Joseph André Cellony (1686, in Aix-en-Provence - 7 February 1746, in Aix-en-Provence) was a French painter.

==Life==
He was the only son of another painter renowned in Aix-en-Provence, Joseph Cellony (1663, Aix-en-Provence - 18 January 1731, Aix-en-Provence), who had been born to Pierre and Delphine Tassy. In 1692 Joseph senior was called "the most distinguished portraitist there is in this town. The resemblance that so great that one could not mistake the correction of his drawing and the bold touch of his brush in the manner of Fauchier, thus granting him his celebrity." After gaining the rudiments of painting in his father's studio, Joseph André was very soon sent to the studio of Hyacinthe Rigaud in Paris to perfect himself "in the art that his father strove at, who he excelled". "His touch was very soft and the fabrics and especially silks he painted imitated nature better by the transparency and glaze he used there."

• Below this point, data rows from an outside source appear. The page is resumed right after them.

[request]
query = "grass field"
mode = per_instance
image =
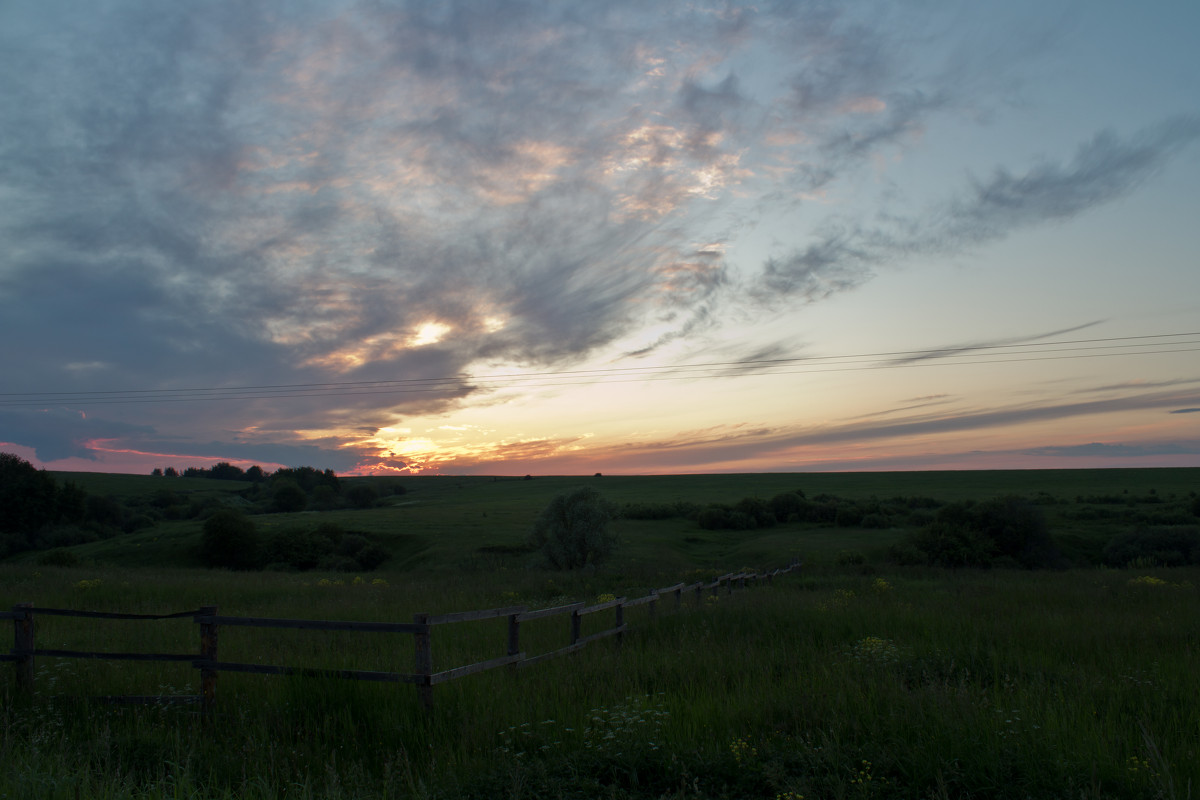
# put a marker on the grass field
(844, 681)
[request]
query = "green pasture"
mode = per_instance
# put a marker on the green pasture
(852, 679)
(453, 523)
(900, 684)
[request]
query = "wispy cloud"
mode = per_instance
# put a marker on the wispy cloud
(231, 194)
(846, 253)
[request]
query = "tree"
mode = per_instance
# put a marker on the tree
(28, 500)
(573, 530)
(287, 495)
(231, 540)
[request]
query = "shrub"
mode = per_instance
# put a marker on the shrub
(785, 505)
(361, 495)
(1018, 529)
(948, 545)
(713, 518)
(231, 540)
(573, 530)
(297, 548)
(58, 557)
(287, 495)
(1156, 546)
(759, 510)
(847, 516)
(977, 534)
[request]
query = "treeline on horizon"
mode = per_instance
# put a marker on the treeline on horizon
(40, 513)
(37, 513)
(1003, 531)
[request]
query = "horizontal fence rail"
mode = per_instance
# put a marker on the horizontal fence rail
(424, 675)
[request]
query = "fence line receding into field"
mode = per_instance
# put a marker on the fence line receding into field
(424, 675)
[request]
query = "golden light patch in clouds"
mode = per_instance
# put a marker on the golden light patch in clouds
(382, 347)
(455, 446)
(661, 167)
(863, 106)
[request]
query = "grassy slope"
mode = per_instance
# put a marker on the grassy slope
(442, 522)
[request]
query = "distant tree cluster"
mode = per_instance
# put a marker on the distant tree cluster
(1001, 531)
(287, 489)
(37, 512)
(573, 530)
(232, 540)
(40, 513)
(750, 513)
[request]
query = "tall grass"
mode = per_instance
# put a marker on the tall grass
(912, 684)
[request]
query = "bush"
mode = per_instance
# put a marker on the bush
(573, 530)
(231, 540)
(287, 495)
(1158, 546)
(713, 518)
(1008, 529)
(361, 495)
(297, 548)
(786, 505)
(947, 545)
(58, 557)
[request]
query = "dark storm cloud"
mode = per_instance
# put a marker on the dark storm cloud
(844, 254)
(231, 194)
(61, 433)
(977, 347)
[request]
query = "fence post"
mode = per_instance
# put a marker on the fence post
(23, 647)
(208, 655)
(424, 660)
(514, 638)
(621, 620)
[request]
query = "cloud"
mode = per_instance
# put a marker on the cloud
(844, 254)
(1104, 450)
(268, 194)
(963, 349)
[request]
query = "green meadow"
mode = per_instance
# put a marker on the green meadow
(853, 678)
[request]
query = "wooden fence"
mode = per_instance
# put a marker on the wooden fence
(424, 675)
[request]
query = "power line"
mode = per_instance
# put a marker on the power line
(1091, 348)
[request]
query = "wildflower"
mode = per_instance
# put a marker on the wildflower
(871, 649)
(742, 750)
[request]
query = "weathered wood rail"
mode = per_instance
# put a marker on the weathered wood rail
(424, 674)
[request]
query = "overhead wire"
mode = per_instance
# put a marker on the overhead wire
(965, 355)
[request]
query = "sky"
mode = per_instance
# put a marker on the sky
(516, 238)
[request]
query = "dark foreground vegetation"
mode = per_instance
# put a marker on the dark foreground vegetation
(1053, 655)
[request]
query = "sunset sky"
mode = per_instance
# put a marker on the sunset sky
(567, 238)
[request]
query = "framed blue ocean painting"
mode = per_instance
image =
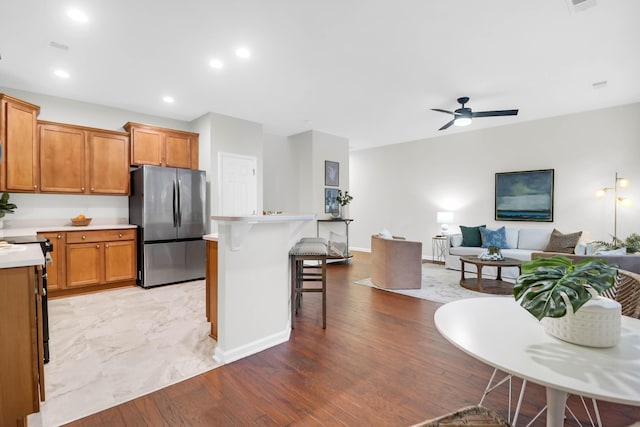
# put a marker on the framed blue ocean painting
(524, 196)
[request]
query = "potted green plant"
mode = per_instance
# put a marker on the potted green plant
(5, 207)
(554, 290)
(631, 243)
(343, 200)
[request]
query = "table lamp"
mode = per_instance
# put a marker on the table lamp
(444, 218)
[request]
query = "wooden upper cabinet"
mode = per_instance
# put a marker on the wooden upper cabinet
(19, 167)
(108, 162)
(152, 145)
(62, 158)
(81, 160)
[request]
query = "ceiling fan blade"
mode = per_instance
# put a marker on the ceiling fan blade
(495, 113)
(444, 111)
(447, 125)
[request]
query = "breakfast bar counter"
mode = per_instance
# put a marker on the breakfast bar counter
(253, 290)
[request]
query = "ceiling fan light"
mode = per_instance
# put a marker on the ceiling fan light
(462, 121)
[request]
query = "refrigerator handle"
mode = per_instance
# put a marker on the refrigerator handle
(175, 207)
(179, 203)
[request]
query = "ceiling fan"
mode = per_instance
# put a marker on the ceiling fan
(463, 115)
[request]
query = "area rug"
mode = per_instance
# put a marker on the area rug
(110, 347)
(438, 285)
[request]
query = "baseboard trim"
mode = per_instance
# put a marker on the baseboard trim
(231, 355)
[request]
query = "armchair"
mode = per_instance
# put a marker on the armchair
(396, 263)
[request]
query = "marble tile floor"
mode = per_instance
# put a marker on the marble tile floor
(110, 347)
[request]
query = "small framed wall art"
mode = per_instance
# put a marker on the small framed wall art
(331, 200)
(524, 196)
(331, 173)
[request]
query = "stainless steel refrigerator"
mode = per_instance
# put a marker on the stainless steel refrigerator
(168, 206)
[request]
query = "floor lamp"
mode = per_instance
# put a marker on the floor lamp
(623, 201)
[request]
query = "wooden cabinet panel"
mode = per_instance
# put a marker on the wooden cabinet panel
(119, 260)
(85, 264)
(21, 373)
(178, 150)
(108, 163)
(81, 160)
(20, 170)
(152, 145)
(62, 158)
(146, 146)
(100, 235)
(56, 270)
(94, 259)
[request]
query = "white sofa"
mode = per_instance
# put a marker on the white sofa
(521, 242)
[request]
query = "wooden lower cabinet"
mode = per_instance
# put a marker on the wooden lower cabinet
(91, 260)
(21, 351)
(56, 269)
(212, 287)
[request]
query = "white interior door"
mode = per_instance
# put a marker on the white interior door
(238, 185)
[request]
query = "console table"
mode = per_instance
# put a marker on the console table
(346, 221)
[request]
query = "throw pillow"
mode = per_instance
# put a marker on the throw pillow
(493, 237)
(563, 243)
(456, 240)
(471, 236)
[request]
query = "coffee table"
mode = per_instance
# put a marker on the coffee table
(490, 286)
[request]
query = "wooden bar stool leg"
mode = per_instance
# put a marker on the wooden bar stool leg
(324, 294)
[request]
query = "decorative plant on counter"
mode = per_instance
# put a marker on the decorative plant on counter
(546, 285)
(344, 199)
(5, 206)
(632, 243)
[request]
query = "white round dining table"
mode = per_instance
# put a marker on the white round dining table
(502, 334)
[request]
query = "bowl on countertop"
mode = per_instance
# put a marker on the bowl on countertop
(80, 222)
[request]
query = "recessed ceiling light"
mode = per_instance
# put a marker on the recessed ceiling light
(62, 74)
(243, 52)
(77, 15)
(216, 63)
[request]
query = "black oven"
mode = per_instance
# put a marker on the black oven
(47, 247)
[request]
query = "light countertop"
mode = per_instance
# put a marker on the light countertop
(254, 219)
(21, 256)
(32, 230)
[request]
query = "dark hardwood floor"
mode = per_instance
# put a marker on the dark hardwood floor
(380, 361)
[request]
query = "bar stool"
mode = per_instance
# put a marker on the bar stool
(309, 249)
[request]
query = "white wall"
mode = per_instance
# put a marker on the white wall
(280, 175)
(225, 134)
(92, 115)
(401, 187)
(310, 150)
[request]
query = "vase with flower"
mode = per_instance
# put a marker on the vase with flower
(343, 200)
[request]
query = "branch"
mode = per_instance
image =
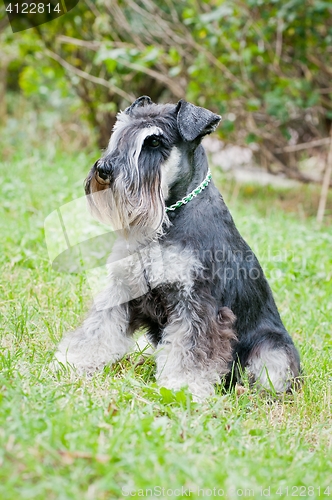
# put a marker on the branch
(325, 184)
(91, 78)
(304, 145)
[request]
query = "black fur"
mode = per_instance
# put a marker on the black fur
(230, 281)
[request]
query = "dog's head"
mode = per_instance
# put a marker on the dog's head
(150, 153)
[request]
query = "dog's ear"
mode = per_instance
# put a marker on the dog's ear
(194, 122)
(140, 102)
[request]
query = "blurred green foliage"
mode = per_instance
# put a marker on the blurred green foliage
(266, 66)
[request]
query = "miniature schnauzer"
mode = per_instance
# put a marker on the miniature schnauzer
(200, 291)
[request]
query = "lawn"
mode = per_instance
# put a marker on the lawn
(118, 435)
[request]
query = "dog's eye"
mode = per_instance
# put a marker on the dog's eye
(153, 142)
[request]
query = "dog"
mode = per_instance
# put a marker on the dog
(179, 267)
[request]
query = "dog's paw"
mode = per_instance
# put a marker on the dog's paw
(200, 389)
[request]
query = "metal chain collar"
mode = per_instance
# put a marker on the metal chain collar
(191, 195)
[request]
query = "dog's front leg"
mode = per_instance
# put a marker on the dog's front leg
(196, 349)
(102, 339)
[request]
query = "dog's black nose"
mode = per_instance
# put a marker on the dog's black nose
(103, 170)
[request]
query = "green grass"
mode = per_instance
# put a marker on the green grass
(64, 437)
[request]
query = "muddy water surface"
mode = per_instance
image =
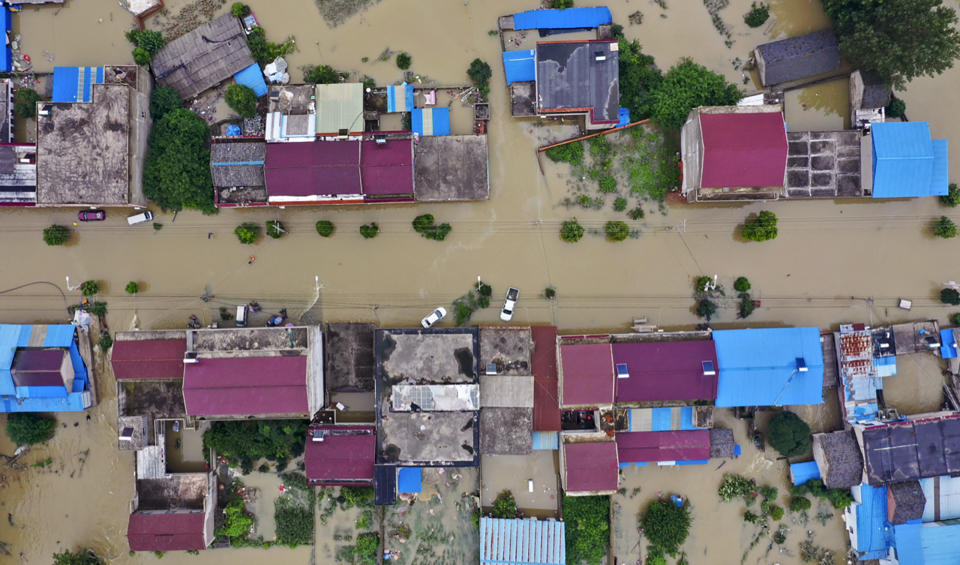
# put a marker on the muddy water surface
(833, 261)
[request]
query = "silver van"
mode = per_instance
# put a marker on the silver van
(140, 218)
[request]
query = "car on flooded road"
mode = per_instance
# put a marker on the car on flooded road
(433, 317)
(509, 304)
(92, 215)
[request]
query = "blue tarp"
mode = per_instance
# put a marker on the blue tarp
(431, 121)
(874, 535)
(935, 543)
(759, 367)
(948, 347)
(409, 479)
(75, 84)
(252, 77)
(399, 98)
(520, 66)
(906, 162)
(803, 472)
(572, 18)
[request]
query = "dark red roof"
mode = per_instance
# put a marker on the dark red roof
(587, 374)
(591, 467)
(743, 149)
(166, 531)
(342, 457)
(148, 359)
(666, 371)
(691, 445)
(546, 402)
(246, 386)
(322, 168)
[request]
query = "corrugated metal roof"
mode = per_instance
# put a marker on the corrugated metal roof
(666, 371)
(572, 18)
(743, 149)
(522, 542)
(907, 162)
(759, 367)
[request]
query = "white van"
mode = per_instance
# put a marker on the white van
(140, 218)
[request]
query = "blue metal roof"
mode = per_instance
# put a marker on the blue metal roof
(803, 472)
(75, 84)
(906, 162)
(522, 542)
(934, 543)
(253, 78)
(520, 65)
(409, 479)
(759, 367)
(431, 121)
(572, 18)
(874, 534)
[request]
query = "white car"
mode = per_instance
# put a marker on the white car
(433, 317)
(509, 304)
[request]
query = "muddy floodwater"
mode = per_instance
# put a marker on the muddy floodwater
(833, 262)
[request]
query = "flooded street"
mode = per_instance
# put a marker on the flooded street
(833, 262)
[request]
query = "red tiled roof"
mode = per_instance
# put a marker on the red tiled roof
(339, 458)
(591, 467)
(691, 445)
(166, 531)
(666, 371)
(246, 386)
(546, 402)
(743, 149)
(148, 359)
(587, 374)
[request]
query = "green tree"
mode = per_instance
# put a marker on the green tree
(325, 228)
(480, 73)
(950, 296)
(242, 100)
(760, 227)
(240, 10)
(587, 520)
(56, 235)
(25, 103)
(666, 525)
(369, 231)
(320, 74)
(789, 434)
(899, 39)
(176, 173)
(616, 230)
(896, 108)
(758, 15)
(687, 86)
(29, 428)
(571, 231)
(247, 232)
(89, 288)
(164, 99)
(945, 228)
(952, 197)
(505, 506)
(80, 557)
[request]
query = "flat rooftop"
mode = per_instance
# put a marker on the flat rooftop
(83, 150)
(451, 168)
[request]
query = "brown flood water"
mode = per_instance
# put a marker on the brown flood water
(830, 257)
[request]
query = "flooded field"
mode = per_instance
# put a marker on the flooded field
(833, 261)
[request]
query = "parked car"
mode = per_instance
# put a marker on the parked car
(509, 304)
(140, 218)
(91, 215)
(433, 317)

In 1716, the town undertook the decoration of the grande salle which housed the town's council. Joseph Etienne de Meyran-Lacetta, marquis de Lagoy then first consul, commissioned both Cellonys (father and son) and Vialy to paint portraits of the counts of Provence and their successors the kings of France. However, plague hit the town in 1720 and 1721 and the project was only finished in 1726. Cellony "le fils" therefore seems, by the finesse of his technique, to have been a major player in the portrait art of 18th century Provence.

In 1724, when Rigaud produced a vast portrait of the marquis de Gueidan in his costume as president of the parlement of Provence, there were many negotiations over adaptations to be made to the original idea. The marquis's cousin Etienne de Lieutaud tempered marquis's impatience to receive his portrait and mentioned Cellony as his intermediary of choice to draw the painting as it then was:

Finally, he worked all Saturday for you and all today; I have been there since the morning until nine pm and you can see that there have been considerable changes made and that it is one of the most beautiful pieces he has made and ever will make in his life; here you have set camp and the latter is infinitely superior.

Remember on this that I have the honour of writing to you and that you shall find I do not at all exaggerate; but I no longer hesitate to announce to you the departure from such a rare piece, for as it is a new pose, he wants to keep the blue paper drawing as those which he showed you : it will be the son of Selony who draws it, but he will then retouch it and it is impossible to refuse this completion to such a clever man and one who wants to put himself to new pains, he would not have been any other.

Joseph André Cellony died in Aix-en-Provence in 1746, in the flower of his age, leaving three sons, one of whom was a distinguished painter in another genre, Joseph II Cellony (1 February 1730, Aix - ?).